In order to properly train a support vector regression model, I'd like to normalize the numeric predictors. Since the kernlab engines also enabled scaling of predictors internally (using the scaled arg), I am wondering: What is the optimal/most efficient way for normalization.
IIRC kernlab will fail if there are any zero variance predictors so step_zv() may be helpful either way.
We often use step_normalize() in training materials even though the underlying model may do the same. This is mostly because we don't want to have a ton of model-specific recipes.
Even tough you say both approaches lead to the same result: I observe that the predictions look different. In particular if I run the last chunk in my previous post. Any idea why that is?
While I don't have an answer, this is pretty interesting.
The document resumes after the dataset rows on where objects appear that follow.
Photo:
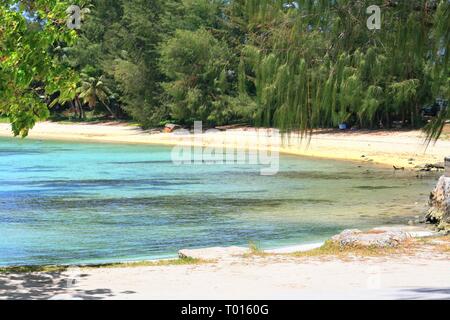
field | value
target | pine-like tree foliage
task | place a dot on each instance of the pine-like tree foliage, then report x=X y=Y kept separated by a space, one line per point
x=316 y=64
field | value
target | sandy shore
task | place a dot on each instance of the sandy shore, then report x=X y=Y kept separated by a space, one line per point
x=392 y=148
x=420 y=274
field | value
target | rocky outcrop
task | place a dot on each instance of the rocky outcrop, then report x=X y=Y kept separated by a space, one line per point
x=439 y=212
x=376 y=238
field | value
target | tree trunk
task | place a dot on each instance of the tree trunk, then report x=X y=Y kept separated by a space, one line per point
x=109 y=109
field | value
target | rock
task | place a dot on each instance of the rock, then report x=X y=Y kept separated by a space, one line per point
x=374 y=238
x=171 y=127
x=215 y=253
x=439 y=212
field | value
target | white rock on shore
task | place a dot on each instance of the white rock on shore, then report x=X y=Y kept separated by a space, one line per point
x=215 y=253
x=439 y=213
x=373 y=238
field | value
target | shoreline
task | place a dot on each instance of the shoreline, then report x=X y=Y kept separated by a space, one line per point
x=397 y=273
x=416 y=232
x=281 y=273
x=402 y=149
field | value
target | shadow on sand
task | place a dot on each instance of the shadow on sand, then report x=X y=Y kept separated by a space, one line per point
x=44 y=286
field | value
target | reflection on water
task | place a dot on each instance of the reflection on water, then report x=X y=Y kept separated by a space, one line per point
x=86 y=203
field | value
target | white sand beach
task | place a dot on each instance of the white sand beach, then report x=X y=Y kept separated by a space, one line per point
x=418 y=274
x=421 y=273
x=391 y=148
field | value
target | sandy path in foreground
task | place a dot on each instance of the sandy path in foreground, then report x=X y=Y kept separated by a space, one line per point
x=423 y=275
x=402 y=149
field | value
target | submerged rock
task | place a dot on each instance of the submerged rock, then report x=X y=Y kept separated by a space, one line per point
x=439 y=212
x=377 y=238
x=216 y=253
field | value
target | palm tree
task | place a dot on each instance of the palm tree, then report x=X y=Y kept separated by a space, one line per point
x=93 y=90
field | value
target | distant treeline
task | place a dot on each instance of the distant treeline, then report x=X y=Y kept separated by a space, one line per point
x=293 y=65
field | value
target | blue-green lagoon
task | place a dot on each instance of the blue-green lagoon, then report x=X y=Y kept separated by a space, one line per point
x=76 y=203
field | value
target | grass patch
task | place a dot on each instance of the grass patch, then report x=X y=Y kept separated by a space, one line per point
x=156 y=263
x=333 y=249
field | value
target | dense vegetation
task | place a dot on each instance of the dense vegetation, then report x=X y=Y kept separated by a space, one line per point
x=293 y=65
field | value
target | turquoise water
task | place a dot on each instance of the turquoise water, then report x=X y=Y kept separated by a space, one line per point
x=68 y=203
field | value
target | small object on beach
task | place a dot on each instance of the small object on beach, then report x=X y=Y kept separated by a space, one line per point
x=373 y=238
x=169 y=128
x=439 y=213
x=215 y=253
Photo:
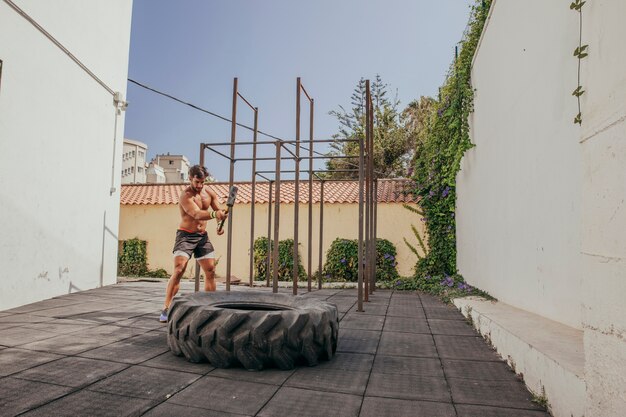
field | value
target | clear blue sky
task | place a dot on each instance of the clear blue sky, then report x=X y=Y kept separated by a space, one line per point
x=194 y=49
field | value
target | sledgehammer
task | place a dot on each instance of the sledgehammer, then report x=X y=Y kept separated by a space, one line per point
x=232 y=195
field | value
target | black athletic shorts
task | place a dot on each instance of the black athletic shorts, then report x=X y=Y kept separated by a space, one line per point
x=198 y=244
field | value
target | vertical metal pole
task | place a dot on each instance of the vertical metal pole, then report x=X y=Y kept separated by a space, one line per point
x=269 y=234
x=373 y=244
x=360 y=255
x=319 y=279
x=375 y=225
x=253 y=197
x=296 y=261
x=276 y=220
x=202 y=146
x=197 y=270
x=196 y=287
x=368 y=98
x=233 y=131
x=310 y=246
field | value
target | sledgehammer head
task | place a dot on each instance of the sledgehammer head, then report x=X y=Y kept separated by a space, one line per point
x=232 y=195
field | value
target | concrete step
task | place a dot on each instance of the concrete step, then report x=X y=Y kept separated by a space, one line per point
x=549 y=355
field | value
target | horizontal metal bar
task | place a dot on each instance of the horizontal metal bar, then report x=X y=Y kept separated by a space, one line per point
x=305 y=93
x=246 y=101
x=286 y=142
x=283 y=171
x=219 y=153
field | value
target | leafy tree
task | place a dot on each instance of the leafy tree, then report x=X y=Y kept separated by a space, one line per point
x=392 y=148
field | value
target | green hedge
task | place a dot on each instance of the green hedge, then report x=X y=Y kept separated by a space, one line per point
x=133 y=260
x=285 y=260
x=342 y=261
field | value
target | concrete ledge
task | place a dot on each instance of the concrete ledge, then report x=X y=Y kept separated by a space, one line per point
x=548 y=354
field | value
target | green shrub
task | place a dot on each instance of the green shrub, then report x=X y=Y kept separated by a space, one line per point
x=285 y=260
x=342 y=260
x=132 y=259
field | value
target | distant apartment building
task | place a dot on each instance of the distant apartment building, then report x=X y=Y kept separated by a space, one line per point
x=155 y=174
x=134 y=162
x=175 y=167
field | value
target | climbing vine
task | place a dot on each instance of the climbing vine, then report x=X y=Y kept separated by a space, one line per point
x=438 y=157
x=580 y=52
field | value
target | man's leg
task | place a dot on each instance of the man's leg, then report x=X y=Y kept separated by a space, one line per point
x=208 y=266
x=180 y=264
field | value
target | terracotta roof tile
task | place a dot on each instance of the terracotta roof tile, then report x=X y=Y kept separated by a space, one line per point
x=389 y=191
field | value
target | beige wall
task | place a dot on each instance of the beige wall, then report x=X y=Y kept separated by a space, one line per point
x=603 y=147
x=518 y=206
x=541 y=215
x=157 y=225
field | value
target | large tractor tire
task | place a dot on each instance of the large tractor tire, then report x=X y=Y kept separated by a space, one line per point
x=251 y=328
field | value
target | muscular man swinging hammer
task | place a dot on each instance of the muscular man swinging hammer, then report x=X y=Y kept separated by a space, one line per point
x=197 y=206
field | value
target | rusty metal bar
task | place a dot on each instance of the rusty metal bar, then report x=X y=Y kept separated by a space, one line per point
x=373 y=251
x=296 y=207
x=219 y=153
x=319 y=279
x=196 y=286
x=360 y=255
x=253 y=201
x=202 y=154
x=368 y=110
x=233 y=132
x=375 y=220
x=263 y=176
x=305 y=93
x=276 y=220
x=269 y=233
x=284 y=142
x=248 y=103
x=310 y=247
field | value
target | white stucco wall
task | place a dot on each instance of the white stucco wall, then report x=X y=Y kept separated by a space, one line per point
x=603 y=148
x=518 y=211
x=57 y=131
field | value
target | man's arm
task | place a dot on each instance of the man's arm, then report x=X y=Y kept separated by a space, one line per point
x=220 y=214
x=192 y=209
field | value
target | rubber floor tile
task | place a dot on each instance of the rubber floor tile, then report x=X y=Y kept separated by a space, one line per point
x=266 y=376
x=507 y=394
x=362 y=322
x=333 y=380
x=219 y=394
x=406 y=325
x=388 y=407
x=408 y=387
x=404 y=365
x=486 y=371
x=172 y=410
x=71 y=372
x=19 y=395
x=93 y=404
x=407 y=344
x=464 y=410
x=451 y=327
x=465 y=347
x=145 y=382
x=172 y=362
x=304 y=403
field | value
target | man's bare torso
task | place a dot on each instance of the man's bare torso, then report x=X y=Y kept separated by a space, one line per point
x=203 y=201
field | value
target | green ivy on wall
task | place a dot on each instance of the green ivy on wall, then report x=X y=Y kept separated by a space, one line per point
x=580 y=52
x=439 y=155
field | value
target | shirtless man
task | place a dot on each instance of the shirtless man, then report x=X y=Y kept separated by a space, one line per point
x=191 y=237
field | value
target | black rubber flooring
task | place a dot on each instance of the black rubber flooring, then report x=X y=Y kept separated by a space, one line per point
x=102 y=352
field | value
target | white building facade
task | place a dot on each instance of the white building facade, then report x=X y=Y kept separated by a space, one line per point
x=134 y=167
x=175 y=167
x=59 y=212
x=540 y=208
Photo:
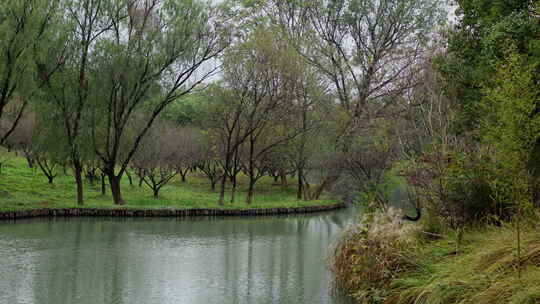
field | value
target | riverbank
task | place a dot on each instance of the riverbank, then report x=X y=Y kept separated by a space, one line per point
x=480 y=266
x=25 y=191
x=123 y=212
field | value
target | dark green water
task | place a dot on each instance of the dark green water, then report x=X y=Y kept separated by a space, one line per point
x=162 y=261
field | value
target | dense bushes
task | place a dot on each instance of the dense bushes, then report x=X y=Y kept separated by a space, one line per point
x=371 y=254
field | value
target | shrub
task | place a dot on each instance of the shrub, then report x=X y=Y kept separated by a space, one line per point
x=369 y=255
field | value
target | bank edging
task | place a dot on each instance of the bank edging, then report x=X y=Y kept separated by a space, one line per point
x=125 y=212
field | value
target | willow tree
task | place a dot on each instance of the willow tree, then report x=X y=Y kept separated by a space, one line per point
x=24 y=24
x=66 y=92
x=155 y=52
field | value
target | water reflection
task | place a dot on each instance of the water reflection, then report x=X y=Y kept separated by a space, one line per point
x=199 y=260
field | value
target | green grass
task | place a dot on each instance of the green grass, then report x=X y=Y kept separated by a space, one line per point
x=485 y=270
x=22 y=188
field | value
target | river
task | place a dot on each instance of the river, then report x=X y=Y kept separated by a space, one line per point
x=165 y=260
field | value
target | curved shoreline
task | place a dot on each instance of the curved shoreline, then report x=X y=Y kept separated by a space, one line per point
x=96 y=212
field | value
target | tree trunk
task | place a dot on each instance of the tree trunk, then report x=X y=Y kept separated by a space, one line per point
x=183 y=175
x=213 y=186
x=103 y=187
x=300 y=183
x=222 y=189
x=283 y=177
x=79 y=181
x=129 y=178
x=114 y=181
x=249 y=198
x=233 y=189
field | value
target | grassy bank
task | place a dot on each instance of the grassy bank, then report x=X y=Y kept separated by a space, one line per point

First, always set the seed when running ksvm with a RBF kernel and no specific value of sigma. It uses sigest() to estimate it. I thought that this would be the issue but it is not.
Here is my detective work that makes me think that it is a kernlab issue:
library(tidymodels)
#> Registered S3 method overwritten by 'tune':
#> method from
#> required_pkgs.model_spec parsnip
tidymodels_prefer()
theme_set(theme_bw())
rec_svr <-
recipe(mpg ~ ., data = mtcars)
spec_svr <-
svm_rbf(mode = "regression") %>%
set_engine(engine = "kernlab", scaled = TRUE)
rec_svr2 <-
recipe(mpg ~ ., data = mtcars) %>%
step_normalize(all_numeric_predictors())
spec_svr2 <-
svm_rbf(mode = "regression") %>%
set_engine(engine = "kernlab", scaled = FALSE)
set.seed(1)
res_1 <-
workflow(rec_svr, spec_svr) %>%
fit(mtcars)
set.seed(1)
res_2 <-
workflow(rec_svr2, spec_svr2) %>%
fit(mtcars)
# Was the issue different sigma estimates?
# These should be the same now that we set the seeds:
res_1$fit$fit$fit@kernelf@kpar$sigma
#> [1] 0.07258094
res_2$fit$fit$fit@kernelf@kpar$sigma
#> [1] 0.07258094
# Are predictions equal?
all.equal(
predict(res_1, mtcars),
predict(res_2, mtcars)
)
#> [1] "Component \".pred\": Mean relative difference: 0.07870634"
# Nope!
# The data that go into the model have different rows.
res_1 %>% extract_fit_engine() %>% pluck("xmatrix") %>% dim()
#> [1] 28 10
res_2 %>% extract_fit_engine() %>% pluck("xmatrix") %>% dim()
#> [1] 32 10
# waldo::compare() shows that res_2 is missing rows 1, 2, 7, and 9 of the
# original data.
# Here are the data coming out of the recipe:
rec_svr2 %>% prep() %>% bake(new_data = NULL, all_predictors()) %>% dim()
#> [1] 32 10
# The data in the workflow objects have the same number of rows:
dim(res_1$pre$mold$predictors)
#> [1] 32 10
dim(res_2$pre$mold$predictors)
#> [1] 32 10
## At this point ¯\\_(ツ)_/¯
thanks for looking further into the issue, very interesting, indeed... Based on your insights, I would be more confident to go with the second approach as observations do not appear to be dropped when scaled = FALSE.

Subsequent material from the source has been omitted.